Thanks for everyones help with this...yesterday we took delivery of our AWESOME LOOKING Jeff Pollitt Viv....YAY!!!:2thumb::2thumb::2thumb::2thumb:

Off to 888 reptiles tomorrow to hopefully pick up everything else we need!

Just to make sure i'm not going mad...just sanity check this for me someone please!!

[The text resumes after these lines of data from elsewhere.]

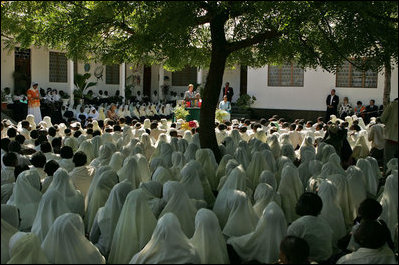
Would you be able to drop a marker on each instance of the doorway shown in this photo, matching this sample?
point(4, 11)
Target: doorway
point(147, 81)
point(22, 73)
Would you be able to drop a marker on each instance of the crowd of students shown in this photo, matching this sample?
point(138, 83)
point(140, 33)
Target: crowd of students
point(108, 190)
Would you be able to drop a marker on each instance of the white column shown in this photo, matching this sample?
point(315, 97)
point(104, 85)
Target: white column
point(161, 82)
point(71, 80)
point(199, 76)
point(122, 80)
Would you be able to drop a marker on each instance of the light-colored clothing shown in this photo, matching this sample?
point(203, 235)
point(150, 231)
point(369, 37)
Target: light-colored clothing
point(382, 255)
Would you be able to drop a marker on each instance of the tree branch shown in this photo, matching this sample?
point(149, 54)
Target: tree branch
point(258, 38)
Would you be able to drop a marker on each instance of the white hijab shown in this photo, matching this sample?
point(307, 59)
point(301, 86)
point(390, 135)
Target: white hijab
point(107, 217)
point(134, 228)
point(168, 244)
point(178, 202)
point(51, 206)
point(290, 189)
point(208, 239)
point(66, 242)
point(25, 249)
point(271, 228)
point(26, 197)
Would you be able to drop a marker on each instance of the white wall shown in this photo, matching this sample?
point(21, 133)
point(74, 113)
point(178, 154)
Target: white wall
point(312, 96)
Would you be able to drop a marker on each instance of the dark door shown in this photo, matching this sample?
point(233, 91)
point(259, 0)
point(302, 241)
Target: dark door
point(243, 79)
point(22, 74)
point(147, 81)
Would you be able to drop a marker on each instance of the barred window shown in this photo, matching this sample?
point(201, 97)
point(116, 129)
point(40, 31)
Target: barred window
point(184, 77)
point(112, 74)
point(349, 76)
point(285, 75)
point(58, 67)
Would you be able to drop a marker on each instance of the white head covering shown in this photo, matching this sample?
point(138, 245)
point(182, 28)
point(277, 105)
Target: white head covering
point(178, 202)
point(242, 218)
point(389, 202)
point(101, 190)
point(271, 228)
point(290, 189)
point(208, 238)
point(26, 197)
point(168, 244)
point(107, 217)
point(331, 211)
point(66, 242)
point(51, 206)
point(25, 249)
point(134, 228)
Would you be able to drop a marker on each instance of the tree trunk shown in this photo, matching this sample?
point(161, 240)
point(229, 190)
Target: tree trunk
point(212, 88)
point(387, 84)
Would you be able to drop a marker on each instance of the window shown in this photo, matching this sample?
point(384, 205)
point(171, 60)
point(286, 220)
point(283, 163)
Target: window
point(112, 74)
point(349, 76)
point(285, 75)
point(58, 67)
point(184, 77)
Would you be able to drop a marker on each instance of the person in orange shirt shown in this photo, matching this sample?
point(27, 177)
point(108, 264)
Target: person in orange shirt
point(34, 102)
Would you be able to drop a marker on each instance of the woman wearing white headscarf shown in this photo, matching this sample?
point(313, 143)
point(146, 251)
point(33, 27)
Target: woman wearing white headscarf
point(331, 210)
point(133, 229)
point(101, 190)
point(25, 249)
point(72, 197)
point(106, 219)
point(66, 242)
point(178, 202)
point(290, 189)
point(242, 218)
point(208, 239)
point(168, 244)
point(271, 228)
point(51, 206)
point(371, 179)
point(26, 197)
point(389, 202)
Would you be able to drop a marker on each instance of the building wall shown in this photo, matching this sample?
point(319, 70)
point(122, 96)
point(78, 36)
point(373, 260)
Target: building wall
point(312, 96)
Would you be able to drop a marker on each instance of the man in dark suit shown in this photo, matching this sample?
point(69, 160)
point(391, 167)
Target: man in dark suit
point(332, 104)
point(228, 91)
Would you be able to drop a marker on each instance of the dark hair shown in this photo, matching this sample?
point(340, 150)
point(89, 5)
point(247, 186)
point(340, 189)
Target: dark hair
point(370, 234)
point(50, 167)
point(11, 132)
point(66, 152)
point(79, 159)
point(20, 139)
point(295, 249)
point(4, 143)
point(10, 159)
point(52, 131)
point(14, 146)
point(19, 169)
point(369, 209)
point(309, 204)
point(38, 159)
point(45, 147)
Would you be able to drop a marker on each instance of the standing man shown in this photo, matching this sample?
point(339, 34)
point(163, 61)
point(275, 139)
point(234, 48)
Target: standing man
point(332, 104)
point(390, 118)
point(228, 91)
point(34, 102)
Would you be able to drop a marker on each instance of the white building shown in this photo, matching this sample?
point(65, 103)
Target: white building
point(277, 89)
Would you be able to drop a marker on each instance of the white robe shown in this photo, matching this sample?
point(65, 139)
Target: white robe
point(168, 245)
point(66, 242)
point(135, 226)
point(208, 239)
point(271, 228)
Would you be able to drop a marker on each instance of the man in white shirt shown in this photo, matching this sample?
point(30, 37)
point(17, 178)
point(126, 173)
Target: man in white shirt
point(312, 227)
point(371, 236)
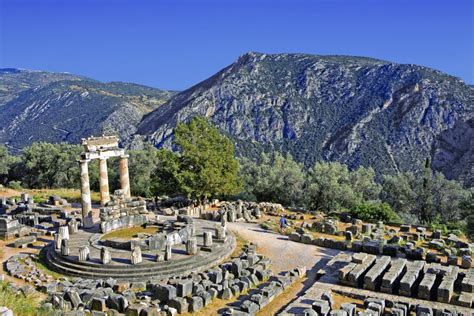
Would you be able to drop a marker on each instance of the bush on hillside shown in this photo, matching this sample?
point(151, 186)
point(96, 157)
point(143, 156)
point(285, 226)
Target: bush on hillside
point(373, 212)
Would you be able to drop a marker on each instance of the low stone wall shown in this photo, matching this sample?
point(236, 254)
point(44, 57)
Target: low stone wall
point(122, 222)
point(122, 212)
point(409, 278)
point(380, 247)
point(189, 293)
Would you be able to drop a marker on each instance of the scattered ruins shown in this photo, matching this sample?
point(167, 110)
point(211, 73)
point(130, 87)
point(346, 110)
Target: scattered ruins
point(128, 256)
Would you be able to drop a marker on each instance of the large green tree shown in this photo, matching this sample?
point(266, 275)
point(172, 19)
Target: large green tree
point(278, 179)
point(45, 165)
point(429, 196)
point(329, 188)
point(205, 166)
point(141, 168)
point(7, 162)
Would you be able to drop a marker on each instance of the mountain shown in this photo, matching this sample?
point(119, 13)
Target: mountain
point(358, 111)
point(54, 107)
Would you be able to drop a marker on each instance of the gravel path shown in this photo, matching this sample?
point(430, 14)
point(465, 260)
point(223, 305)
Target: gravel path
point(285, 254)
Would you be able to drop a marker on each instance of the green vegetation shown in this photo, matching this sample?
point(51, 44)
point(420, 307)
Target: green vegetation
point(373, 212)
point(20, 304)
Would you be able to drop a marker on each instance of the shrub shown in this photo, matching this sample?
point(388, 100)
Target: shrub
point(470, 227)
point(373, 212)
point(15, 185)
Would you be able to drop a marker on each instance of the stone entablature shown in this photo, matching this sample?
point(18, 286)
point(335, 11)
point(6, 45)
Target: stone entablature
point(101, 148)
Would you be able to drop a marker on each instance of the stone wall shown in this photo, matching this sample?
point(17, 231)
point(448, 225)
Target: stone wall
point(122, 212)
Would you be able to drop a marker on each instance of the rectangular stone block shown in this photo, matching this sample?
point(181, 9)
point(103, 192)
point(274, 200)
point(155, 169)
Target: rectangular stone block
point(411, 275)
point(354, 277)
point(373, 278)
point(391, 278)
point(446, 288)
point(425, 289)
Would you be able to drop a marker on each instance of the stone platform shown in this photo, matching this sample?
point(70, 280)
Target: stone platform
point(121, 268)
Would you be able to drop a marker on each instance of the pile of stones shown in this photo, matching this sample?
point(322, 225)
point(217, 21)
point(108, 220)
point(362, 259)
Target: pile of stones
point(265, 293)
point(122, 212)
point(234, 211)
point(168, 297)
point(409, 278)
point(375, 239)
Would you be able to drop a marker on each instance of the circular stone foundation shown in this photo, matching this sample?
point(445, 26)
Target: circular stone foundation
point(121, 267)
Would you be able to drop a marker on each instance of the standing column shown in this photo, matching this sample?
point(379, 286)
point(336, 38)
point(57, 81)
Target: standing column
point(124, 179)
point(85, 189)
point(104, 182)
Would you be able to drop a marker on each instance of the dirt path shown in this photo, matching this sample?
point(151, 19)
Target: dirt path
point(285, 254)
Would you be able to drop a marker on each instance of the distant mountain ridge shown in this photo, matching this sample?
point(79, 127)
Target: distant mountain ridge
point(356, 110)
point(53, 107)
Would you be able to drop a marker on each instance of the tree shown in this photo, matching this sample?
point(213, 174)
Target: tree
point(429, 197)
point(280, 179)
point(141, 167)
point(207, 163)
point(373, 212)
point(7, 162)
point(363, 183)
point(46, 165)
point(328, 187)
point(165, 176)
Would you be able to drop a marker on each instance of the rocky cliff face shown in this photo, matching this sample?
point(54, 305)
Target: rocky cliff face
point(358, 111)
point(42, 106)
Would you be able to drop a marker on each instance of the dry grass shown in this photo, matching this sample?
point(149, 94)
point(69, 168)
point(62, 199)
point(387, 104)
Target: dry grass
point(217, 303)
point(240, 244)
point(71, 195)
point(283, 299)
point(131, 232)
point(20, 304)
point(341, 299)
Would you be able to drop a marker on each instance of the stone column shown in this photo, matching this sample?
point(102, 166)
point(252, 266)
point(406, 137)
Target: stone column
point(85, 189)
point(124, 179)
point(104, 182)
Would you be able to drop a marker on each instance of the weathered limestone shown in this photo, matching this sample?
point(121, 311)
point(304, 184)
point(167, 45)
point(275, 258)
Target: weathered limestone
point(425, 289)
point(366, 228)
point(136, 255)
point(73, 226)
point(85, 189)
point(168, 252)
point(446, 288)
point(207, 239)
point(65, 247)
point(392, 276)
point(103, 182)
point(191, 246)
point(354, 276)
point(408, 280)
point(64, 232)
point(57, 241)
point(124, 177)
point(373, 278)
point(105, 257)
point(220, 232)
point(84, 253)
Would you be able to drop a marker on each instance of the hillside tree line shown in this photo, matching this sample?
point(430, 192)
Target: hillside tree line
point(204, 166)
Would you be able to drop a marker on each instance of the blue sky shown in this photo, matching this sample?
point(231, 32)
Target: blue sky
point(175, 44)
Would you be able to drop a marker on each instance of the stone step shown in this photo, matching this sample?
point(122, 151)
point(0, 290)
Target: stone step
point(176, 263)
point(138, 272)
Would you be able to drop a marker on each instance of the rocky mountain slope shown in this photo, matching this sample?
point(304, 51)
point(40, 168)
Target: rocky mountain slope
point(54, 107)
point(358, 111)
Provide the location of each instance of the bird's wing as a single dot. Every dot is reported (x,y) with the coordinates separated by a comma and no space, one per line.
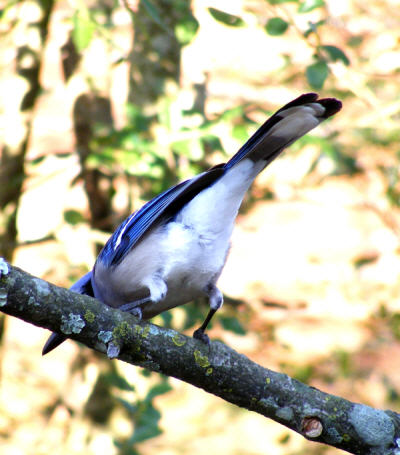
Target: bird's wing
(163,206)
(288,124)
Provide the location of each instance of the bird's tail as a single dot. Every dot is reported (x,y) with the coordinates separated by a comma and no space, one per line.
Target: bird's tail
(82,286)
(291,122)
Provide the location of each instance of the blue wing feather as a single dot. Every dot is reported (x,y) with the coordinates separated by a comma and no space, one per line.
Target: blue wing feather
(163,206)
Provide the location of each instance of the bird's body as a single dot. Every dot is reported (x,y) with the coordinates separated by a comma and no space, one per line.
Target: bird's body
(173,249)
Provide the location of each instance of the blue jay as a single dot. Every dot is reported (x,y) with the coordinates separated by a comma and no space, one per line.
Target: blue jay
(174,248)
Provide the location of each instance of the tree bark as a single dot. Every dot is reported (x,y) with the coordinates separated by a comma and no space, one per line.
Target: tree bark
(218,369)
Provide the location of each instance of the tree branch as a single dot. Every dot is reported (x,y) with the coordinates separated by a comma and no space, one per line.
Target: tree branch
(219,370)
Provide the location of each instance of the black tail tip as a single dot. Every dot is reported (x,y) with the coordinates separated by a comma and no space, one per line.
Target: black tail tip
(331,105)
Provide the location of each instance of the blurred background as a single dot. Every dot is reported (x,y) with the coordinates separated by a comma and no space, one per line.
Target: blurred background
(105,104)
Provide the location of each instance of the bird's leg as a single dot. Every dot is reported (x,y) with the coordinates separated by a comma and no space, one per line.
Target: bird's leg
(216,300)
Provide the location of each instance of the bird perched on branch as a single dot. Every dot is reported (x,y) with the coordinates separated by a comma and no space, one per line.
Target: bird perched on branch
(174,248)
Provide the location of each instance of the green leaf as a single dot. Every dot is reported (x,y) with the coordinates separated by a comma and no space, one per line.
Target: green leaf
(73,217)
(317,74)
(225,18)
(232,324)
(336,54)
(313,26)
(276,26)
(186,30)
(309,5)
(83,30)
(152,11)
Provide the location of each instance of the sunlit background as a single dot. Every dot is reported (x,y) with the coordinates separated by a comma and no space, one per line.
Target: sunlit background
(104,105)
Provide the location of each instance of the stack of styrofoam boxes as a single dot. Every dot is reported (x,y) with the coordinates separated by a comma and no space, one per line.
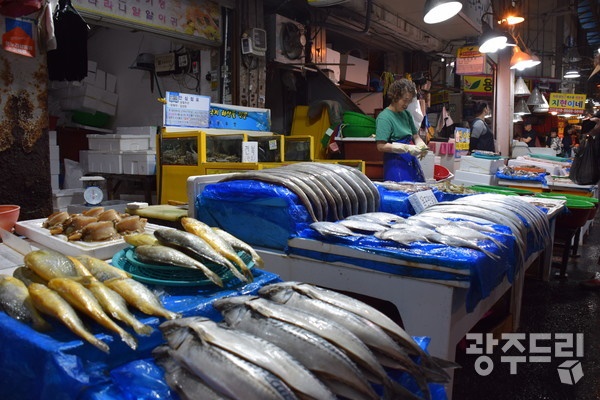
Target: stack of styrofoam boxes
(131,154)
(477,171)
(444,153)
(95,93)
(54,161)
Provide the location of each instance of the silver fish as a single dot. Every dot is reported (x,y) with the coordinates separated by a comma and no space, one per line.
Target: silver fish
(327,228)
(276,180)
(16,302)
(239,244)
(225,372)
(324,359)
(387,351)
(196,247)
(158,254)
(255,350)
(179,378)
(49,302)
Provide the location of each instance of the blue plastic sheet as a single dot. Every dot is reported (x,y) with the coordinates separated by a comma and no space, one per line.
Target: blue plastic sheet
(59,365)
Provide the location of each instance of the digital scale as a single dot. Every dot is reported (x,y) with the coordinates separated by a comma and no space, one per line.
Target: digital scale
(94,187)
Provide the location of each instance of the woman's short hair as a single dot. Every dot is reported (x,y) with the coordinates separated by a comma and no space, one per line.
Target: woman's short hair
(399,88)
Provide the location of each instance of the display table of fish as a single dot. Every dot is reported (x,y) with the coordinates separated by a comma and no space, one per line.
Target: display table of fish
(78,344)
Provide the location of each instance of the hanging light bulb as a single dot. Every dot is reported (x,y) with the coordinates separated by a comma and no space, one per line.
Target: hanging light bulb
(436,11)
(521,88)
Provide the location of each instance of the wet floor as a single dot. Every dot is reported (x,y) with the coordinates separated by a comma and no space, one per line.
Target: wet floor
(555,307)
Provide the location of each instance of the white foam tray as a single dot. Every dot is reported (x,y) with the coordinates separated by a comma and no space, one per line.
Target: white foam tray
(33,230)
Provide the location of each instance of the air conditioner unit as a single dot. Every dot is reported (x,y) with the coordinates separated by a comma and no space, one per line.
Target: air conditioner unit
(286,40)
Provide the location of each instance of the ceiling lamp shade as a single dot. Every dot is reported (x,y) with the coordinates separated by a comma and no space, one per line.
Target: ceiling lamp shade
(522,108)
(521,88)
(491,40)
(536,98)
(436,11)
(520,59)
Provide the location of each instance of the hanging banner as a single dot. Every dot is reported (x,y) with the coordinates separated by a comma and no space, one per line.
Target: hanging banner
(198,21)
(18,37)
(566,103)
(481,84)
(469,61)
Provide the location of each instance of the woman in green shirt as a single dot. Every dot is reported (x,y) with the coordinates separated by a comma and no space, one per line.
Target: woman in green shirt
(397,136)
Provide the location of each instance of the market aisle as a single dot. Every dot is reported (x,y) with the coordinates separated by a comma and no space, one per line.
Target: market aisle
(548,307)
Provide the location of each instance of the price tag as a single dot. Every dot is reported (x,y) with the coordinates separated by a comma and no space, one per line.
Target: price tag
(421,200)
(249,151)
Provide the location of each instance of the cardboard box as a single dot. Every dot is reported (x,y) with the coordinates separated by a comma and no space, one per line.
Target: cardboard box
(354,69)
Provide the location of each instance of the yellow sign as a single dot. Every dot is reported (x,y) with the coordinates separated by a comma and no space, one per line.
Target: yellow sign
(567,103)
(483,84)
(469,61)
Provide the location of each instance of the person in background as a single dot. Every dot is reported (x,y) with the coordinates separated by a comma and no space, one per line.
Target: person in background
(482,137)
(554,142)
(529,135)
(418,107)
(397,136)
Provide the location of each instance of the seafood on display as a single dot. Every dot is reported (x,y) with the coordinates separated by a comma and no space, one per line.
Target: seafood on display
(329,192)
(94,225)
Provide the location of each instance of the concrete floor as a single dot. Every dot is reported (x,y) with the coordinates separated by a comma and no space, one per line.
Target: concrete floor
(548,307)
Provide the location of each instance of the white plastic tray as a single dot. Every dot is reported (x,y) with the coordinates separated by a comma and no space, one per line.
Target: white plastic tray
(34,231)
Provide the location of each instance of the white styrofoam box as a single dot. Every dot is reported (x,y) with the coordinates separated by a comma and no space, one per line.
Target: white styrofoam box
(473,178)
(332,59)
(368,102)
(100,79)
(55,181)
(109,97)
(111,83)
(354,69)
(480,165)
(551,168)
(139,162)
(104,162)
(117,142)
(62,198)
(54,153)
(106,108)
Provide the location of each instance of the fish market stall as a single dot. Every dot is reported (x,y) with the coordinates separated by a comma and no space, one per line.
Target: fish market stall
(440,290)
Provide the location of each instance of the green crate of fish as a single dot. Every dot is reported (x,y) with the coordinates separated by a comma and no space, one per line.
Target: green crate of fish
(169,275)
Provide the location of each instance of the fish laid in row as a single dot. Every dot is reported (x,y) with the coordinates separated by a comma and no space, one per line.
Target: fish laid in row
(329,192)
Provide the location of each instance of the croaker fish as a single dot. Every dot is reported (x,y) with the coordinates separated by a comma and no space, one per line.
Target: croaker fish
(137,295)
(324,359)
(257,351)
(115,305)
(159,254)
(83,300)
(201,229)
(196,247)
(16,302)
(49,302)
(239,244)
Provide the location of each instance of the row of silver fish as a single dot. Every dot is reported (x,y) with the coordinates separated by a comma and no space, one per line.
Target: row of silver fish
(66,288)
(307,342)
(328,191)
(198,247)
(463,222)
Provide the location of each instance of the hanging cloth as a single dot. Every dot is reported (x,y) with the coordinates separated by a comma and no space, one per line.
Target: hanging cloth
(69,61)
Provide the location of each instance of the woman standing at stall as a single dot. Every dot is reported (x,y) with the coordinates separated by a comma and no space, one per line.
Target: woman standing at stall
(482,137)
(397,136)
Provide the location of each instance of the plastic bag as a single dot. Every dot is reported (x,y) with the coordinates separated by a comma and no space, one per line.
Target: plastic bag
(585,169)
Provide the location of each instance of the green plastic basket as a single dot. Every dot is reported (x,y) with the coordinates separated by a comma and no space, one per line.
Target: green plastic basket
(354,118)
(168,275)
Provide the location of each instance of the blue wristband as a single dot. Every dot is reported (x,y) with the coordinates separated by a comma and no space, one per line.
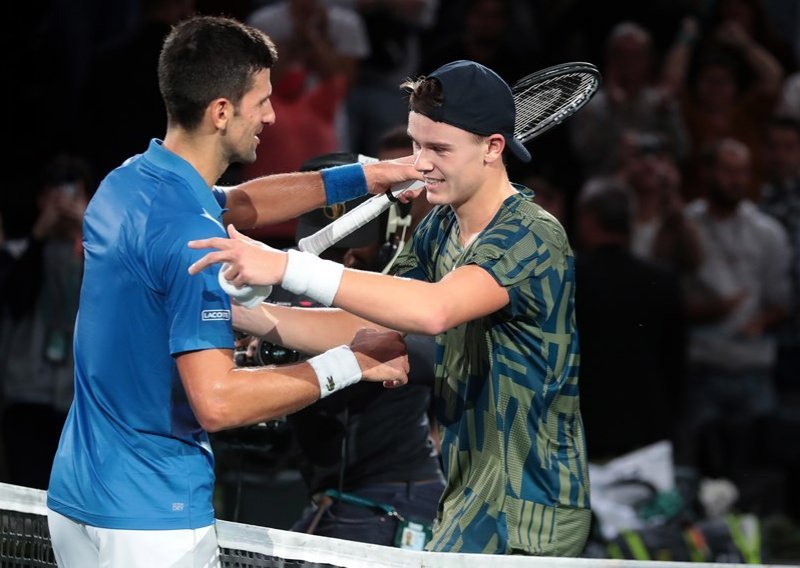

Substrate: Repti-Carpet / Lino

Strip Light: 12% (pref) UV 90cm (in a 110cm Viv) with Starter Unit on Timer

Basking Bulb: 60/100 Watt with Dimming thermometer thingy (stat?)

Thermometers, digital/gun

Climbing bits and bobs

Is that all I need in the Viv itself or have I missed something stoopid? :lol2:


----------



## jools (Apr 4, 2009)

Hi, just water bowl (small) and food bowl. Did the viv come with a bulb holder for the basking bulb? If not use one made out of ceramic, not plastic. You might want to add a reflector for the uv - it increases the output and means you can put it higher in the viv - but not essential. Calcium and Nutrobal. You might also want to get a Kricket Keeper or similar to put your livefood in.
And the most important thing - A BEARDIE. Good luck and enjoy.


----------



## Pagananaka (Jul 3, 2009)

*Hi and welcome*

great advice. as i have said before (dim and distant past) am building mine, probably costs more but this way costs are defrayed over time and hubby wont be shocked. which he was when I priced up a set up.
Would have been quicker and would have had my beardy by now. But well must be kind to the old man :Na_Na_Na_Na:
Will be making notes and ticking things off the list, good idea tho coming on here first..:2thumb:

envious of everyone on here and especially those picking up their beardies

:flrt:


----------



## robbo1985 (Oct 2, 2009)

spatte88 said:


> Yep i agree! Zoo Med calcium dust with D3 is good for dusting the livefood with as it sticks to them like mad!!!


can this be used on 1 feed every day without using the zoo medscalcium with out d3?


----------